Here’s a first-person video of Kelly McGarry’s (a daredevil mountain-biker) backflip over a cavernous 72-foot wide canyon.

Daredevil Mountainbiker:

Writing Ideas:

– Write a narrative/story of the daredevil ride.

– Write a recount or blog of the ride, with you as Kelly McGarry from before the event and after. 

– Create a news report as a sports journalist who was there on the day. 

– Using Lee Parkinson’s 15 Lessons for the World Cup e-book ideas, which you can buy here, you could record a pre-race commentary using Explain Everything – an app that Lee suggests in his book. I absolutely love this and used it recently in history, teaching about Anglo-Saxon settlements – see Lee’s great blog on its use on marking here

– You could generate vocabulary linked to the person or even location. See my previous post on using vocabulary art for this approach. 

– Write a description of the location, focusing on pathetic fallacy, a type of personification I’ve learned from Mat Sullivan and Alan Peat, where nature is given a ‘human form’.

What About Other Footage I Could Use in Class? 

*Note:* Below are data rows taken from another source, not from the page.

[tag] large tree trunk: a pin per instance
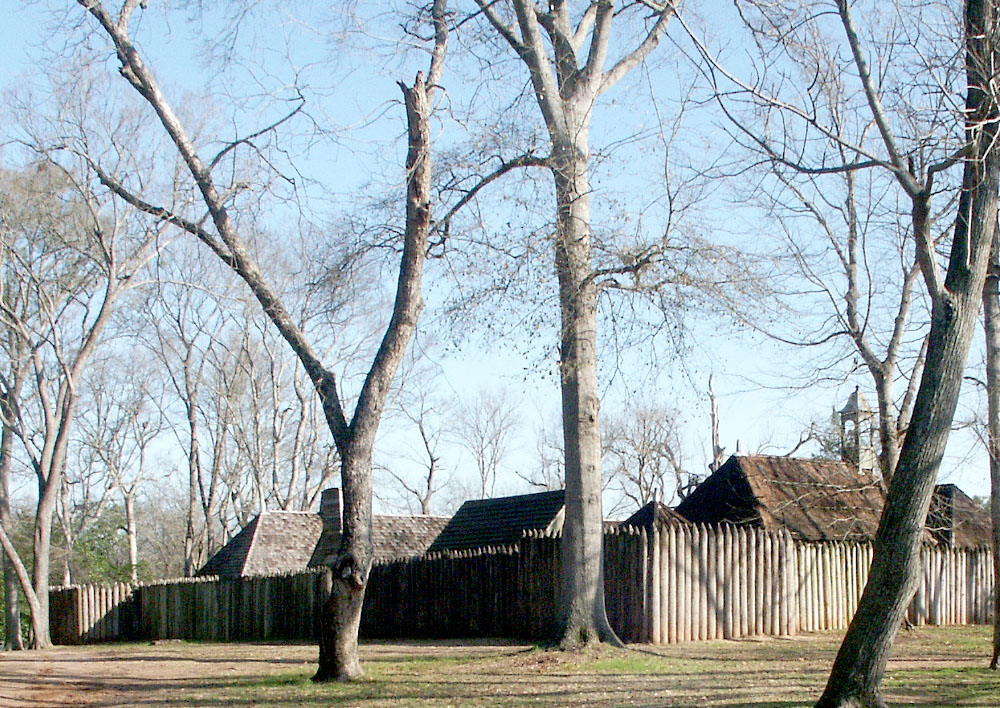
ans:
(12, 612)
(581, 617)
(42, 547)
(991, 325)
(856, 677)
(338, 646)
(338, 642)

There’s so much about! I recently shared Huffington’s Top 26 videos on my digital magazine, ‘Moving Writing’ on Flipboard which is here:

Huffington Post’s Top 26 Go-Pro First Person Videos:

There are some great first person shots and not all are sport related either, such as this Lego man from Canada (my birth country), who travelled all the way to space. Children will love this!

Lego Man Enters Space:

Writing Ideas: 

– Children could write about their incredible day from the perspective of the Lego man. 

– Using Mat Sullivan’s comic planner, writers could sequence the events, adding internal monologue and dialogue to the story. 

– Twist the end. What happened after? Pause the video and get the children to come up with an alternate ending, possibly starting an intriguing new story! Again, the use of a comic planner here could be vital! Make the moment at the end of this video the start, using an ‘in media res’ opening. 

Or what about this guy jet-skiing through a canyon? Looks like great fun! Reminds me of the pod race in Star Wars: Phantom Menace.

Jet Skiing Through a Revine:

The Telegraph’s top 10 from last year is excellent as well, which you can view here.

One of my favourites is this: a Go-Pro camera attached to an eagle.

Writing Ideas: 

– Allow the children to comment over the footage in the style of David Attenborough. They could use Explain Everything or iMovie to create their documentary on an eagle or other animal. 

– Create some descriptive writing, focusing on the senses, with writers listing things they can hear, see and feel based on the video, with them as the eagle itself soaring above this beautiful Alpine landscape. 

Imagine the engagement and potential writing you could obtain from this.

What if an eagle was to soar through a city…

This could also generate an interesting debate and discussion, as the aim of the above has been to increase people’s awareness (in cities such as London) of the threats to endangered species like the Imperial Eagle seen in the video above.

Please have a look online and feel free to ask me on Twitter for any suitable ideas or links you might need @johndcotter.

My advice is have a look and see what you can find, but also, be mindful of some of the content and language used in some of the videos, as some of it is rather ‘extreme’.

Thanks for reading – I promise to update this with further videos and links I’m allowed to and will always credit the author, creator or person with the original idea. Cheers.